Friday is a sort of payday for 270,000 Georgia state, public universities and K-12 employees.
For the 100,000 state and university employees, it is the first day that a $5,000 pay rise will go into effect. A $2,000 bonus is on the way before June 30 for the 170,000 K-12 employees.
The more than $800 million in additional compensation was pushed into the amended budget by Republican Gov. Brian Kemp and the legislature for the remaining three months of the state fiscal year. They tried to bring forward a pay raise so the money would get into employees’ pockets quickly in an election year.
Each state and university employee will receive an additional $1,250 and a bonus of up to $3,750 during the last three months of the fiscal year. The pay rises will begin when state employees receive their next paycheck in mid-April. Katie Byrd, a spokeswoman for Kemp, said state agencies hope to be able to start distributing the awards by the end of April. Employees who have been hired since July 1 will receive a reduced, prorated amount.
Teachers and other school employees are getting less than state employees because lawmakers previously gave them a $3,000 raise. The remaining $2,000 will complete the $5,000 raise Kemp promised teachers when he ran for governor in 2018.
Teachers and other K-12 workers are scheduled to receive their payments by June 30, but some districts are using local money to pay out the bonus faster. The 177,000-student Gwinnett County school district, the largest in Georgia, announced Thursday that it would pay the one-time pay increase at the end of April.
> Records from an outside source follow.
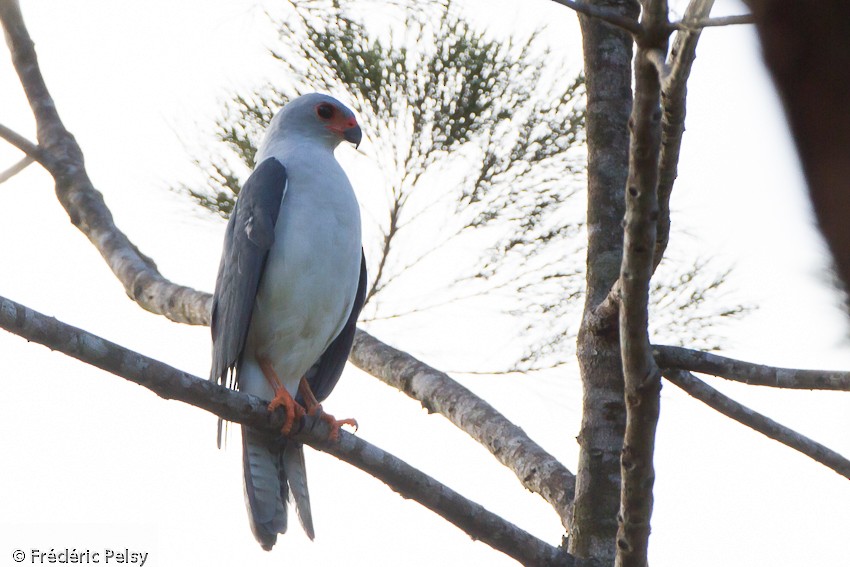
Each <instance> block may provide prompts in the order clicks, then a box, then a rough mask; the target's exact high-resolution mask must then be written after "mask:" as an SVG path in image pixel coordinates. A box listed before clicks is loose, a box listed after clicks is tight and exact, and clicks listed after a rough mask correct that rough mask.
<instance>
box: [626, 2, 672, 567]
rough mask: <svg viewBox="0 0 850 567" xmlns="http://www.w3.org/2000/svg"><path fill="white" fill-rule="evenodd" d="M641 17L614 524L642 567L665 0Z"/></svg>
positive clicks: (630, 193) (653, 427)
mask: <svg viewBox="0 0 850 567" xmlns="http://www.w3.org/2000/svg"><path fill="white" fill-rule="evenodd" d="M643 12H644V13H643V18H642V20H641V23H642V24H643V26H644V29H645V30H646V37H647V38H652V40H651V41H644V42H640V41H639V42H638V49H637V53H636V55H635V98H634V106H633V108H632V115H631V118H630V121H629V124H630V127H631V143H630V149H629V178H628V181H627V184H626V215H625V234H624V242H623V261H622V264H621V269H620V278H619V282H620V288H621V292H620V355H621V357H622V359H623V377H624V380H625V398H626V431H625V435H624V438H623V452H622V455H621V459H620V461H621V474H622V479H623V480H622V486H621V490H620V513H619V515H618V524H619V527H618V530H617V557H616V562H615V565H616V566H617V567H626V566H629V567H631V566H634V567H645V566H646V564H647V550H648V544H649V531H650V519H651V517H652V500H653V498H652V487H653V484H654V482H655V470H654V468H653V462H652V461H653V454H654V452H655V429H656V426H657V424H658V415H659V395H660V393H661V374H660V372H659V371H658V368H657V367H656V366H655V359H654V358H653V357H652V350H651V345H650V342H649V331H648V325H649V313H648V305H649V282H650V279H651V278H652V272H653V248H654V244H655V239H656V226H657V219H658V193H657V189H658V160H659V153H660V149H661V82H660V77H659V71H658V69H657V68H656V65H655V63H653V55H654V54H656V53H662V54H663V53H667V35H666V33H664V31H663V30H664V29H666V27H667V2H666V1H665V0H656V1H652V0H649V1H647V2H645V3H644V10H643Z"/></svg>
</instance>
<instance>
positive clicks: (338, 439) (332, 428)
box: [307, 404, 358, 442]
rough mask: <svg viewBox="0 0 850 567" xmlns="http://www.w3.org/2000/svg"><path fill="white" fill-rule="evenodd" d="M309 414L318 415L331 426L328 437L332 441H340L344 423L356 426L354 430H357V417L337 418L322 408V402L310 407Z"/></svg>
mask: <svg viewBox="0 0 850 567" xmlns="http://www.w3.org/2000/svg"><path fill="white" fill-rule="evenodd" d="M307 415H310V416H313V417H318V418H319V419H321V420H322V421H324V422H325V423H327V424H328V425H329V426H330V428H331V432H330V435H328V439H330V440H331V441H334V442H336V441H339V431H340V429H341V428H342V426H343V425H350V426H352V427H353V428H354V431H355V432H357V427H358V426H357V420H356V419H351V418H348V419H336V418H335V417H334V416H332V415H331V414H329V413H327V412H326V411H325V410H324V409H322V405H321V404H316V405H314V406H311V407H309V408H308V409H307Z"/></svg>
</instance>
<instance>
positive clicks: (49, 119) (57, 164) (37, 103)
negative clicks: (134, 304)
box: [0, 0, 210, 324]
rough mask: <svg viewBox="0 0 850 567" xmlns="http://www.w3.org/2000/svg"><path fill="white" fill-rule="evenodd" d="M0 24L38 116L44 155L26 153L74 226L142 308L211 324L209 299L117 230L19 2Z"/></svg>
mask: <svg viewBox="0 0 850 567" xmlns="http://www.w3.org/2000/svg"><path fill="white" fill-rule="evenodd" d="M0 21H2V23H3V27H4V29H5V31H6V38H7V43H8V44H9V48H10V50H11V52H12V61H13V63H14V66H15V70H16V71H17V73H18V77H19V78H20V80H21V84H22V85H23V87H24V91H25V92H26V95H27V99H28V100H29V103H30V107H31V108H32V111H33V114H34V115H35V119H36V123H37V130H38V141H39V145H40V148H41V152H43V154H44V155H43V156H42V157H41V158H39V157H38V155H33V154H32V153H31V152H27V153H28V154H29V155H33V157H35V158H36V159H39V161H40V162H41V163H42V164H44V166H45V167H46V168H47V169H48V171H50V174H51V175H52V176H53V178H54V180H55V181H56V196H57V197H58V198H59V202H60V203H61V204H62V206H63V207H64V208H65V210H66V211H67V213H68V216H69V217H70V218H71V222H72V223H73V224H74V226H76V227H77V228H79V229H80V230H81V231H82V232H83V234H85V235H86V236H87V237H88V238H89V240H90V241H91V242H92V244H94V246H95V248H97V250H98V252H100V253H101V255H102V256H103V258H104V260H106V263H107V264H109V267H110V268H111V269H112V271H113V272H114V273H115V275H116V276H117V277H118V280H119V281H120V282H121V283H122V284H123V285H124V290H125V291H126V292H127V295H129V296H130V298H132V299H133V300H134V301H136V302H137V303H138V304H139V305H141V306H142V307H143V308H145V309H147V310H149V311H153V312H154V313H161V314H164V315H165V316H166V317H168V318H169V319H171V320H173V321H177V322H179V323H191V324H209V301H210V297H209V295H207V294H198V293H197V292H196V291H195V290H192V289H190V288H187V287H184V286H178V285H175V284H173V283H171V282H169V281H168V280H166V279H165V278H163V277H162V276H161V275H160V274H159V272H158V271H157V270H156V266H155V265H154V263H153V261H152V260H151V259H150V258H148V257H147V256H145V255H144V254H142V253H141V252H140V251H139V250H138V249H137V248H136V247H135V246H134V245H133V244H132V243H131V242H130V241H129V239H128V238H127V236H126V235H125V234H124V233H123V232H121V231H120V230H119V229H118V227H116V226H115V223H114V222H113V220H112V213H111V212H110V211H109V209H108V208H107V207H106V204H105V203H104V201H103V195H102V194H101V193H100V192H99V191H97V190H96V189H95V188H94V186H93V185H92V183H91V180H90V179H89V177H88V174H87V173H86V169H85V164H84V162H83V152H82V150H81V149H80V147H79V145H78V144H77V141H76V140H75V139H74V137H73V136H72V135H71V133H70V132H68V131H67V130H66V129H65V126H64V125H63V124H62V121H61V120H60V118H59V113H58V112H57V110H56V105H55V104H54V102H53V99H52V98H51V96H50V93H49V92H48V90H47V86H46V85H45V83H44V78H43V77H42V76H41V71H40V69H39V67H38V60H37V58H36V54H35V49H34V48H33V42H32V40H31V39H30V37H29V33H28V32H27V29H26V27H25V25H24V21H23V18H22V16H21V12H20V8H19V6H18V4H17V2H15V1H12V0H2V1H0ZM2 133H3V131H0V134H2ZM4 137H6V136H4ZM7 139H8V138H7ZM19 147H20V146H19ZM24 151H26V150H24Z"/></svg>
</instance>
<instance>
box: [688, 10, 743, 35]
mask: <svg viewBox="0 0 850 567" xmlns="http://www.w3.org/2000/svg"><path fill="white" fill-rule="evenodd" d="M754 23H755V18H754V17H753V15H752V14H741V15H739V16H721V17H719V18H709V17H708V16H707V15H706V16H702V17H700V18H698V19H692V18H688V17H687V16H685V17H684V18H682V21H681V22H674V23H673V24H671V25H672V26H673V28H675V29H677V30H687V31H699V30H702V29H705V28H717V27H722V26H737V25H741V24H754Z"/></svg>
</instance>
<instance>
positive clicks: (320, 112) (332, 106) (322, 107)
mask: <svg viewBox="0 0 850 567" xmlns="http://www.w3.org/2000/svg"><path fill="white" fill-rule="evenodd" d="M316 114H318V115H319V118H321V119H322V120H330V119H331V118H332V117H333V115H334V107H333V106H331V105H330V104H327V103H325V104H320V105H319V106H317V107H316Z"/></svg>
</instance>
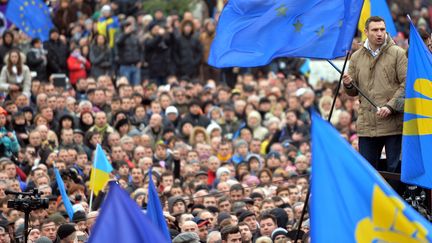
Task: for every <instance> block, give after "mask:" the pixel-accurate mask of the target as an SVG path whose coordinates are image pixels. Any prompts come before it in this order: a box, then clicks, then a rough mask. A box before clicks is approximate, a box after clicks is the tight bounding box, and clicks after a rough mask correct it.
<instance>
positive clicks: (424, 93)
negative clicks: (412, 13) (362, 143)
mask: <svg viewBox="0 0 432 243" xmlns="http://www.w3.org/2000/svg"><path fill="white" fill-rule="evenodd" d="M410 25H411V30H410V38H409V43H410V45H409V50H408V71H407V79H406V89H405V90H406V91H405V114H404V127H403V137H402V174H401V179H402V181H403V182H405V183H409V184H414V185H419V186H422V187H426V188H429V189H432V157H431V155H430V149H431V148H432V69H431V67H432V55H431V53H430V51H429V50H428V48H427V47H426V45H425V44H424V43H423V40H422V38H421V37H420V35H419V33H418V32H417V30H416V29H415V27H414V25H413V24H412V23H410Z"/></svg>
That county, like some others, said it would pay the bonus to all of its employees, including those not covered by the state.
For both teachers and other state employees, bonuses are set to be converted into regular salary increases starting July 1 under the 2023 state budget, which lawmakers are expected to finalize by Monday.
Among those receiving pay increases are all the state’s elected officials, including the 56 state senators and 180 members of the House of Representatives. However, they won’t get the $3,750 bonus because senators said paying a bonus to elected and a handful of appointed officials is illegal under state law.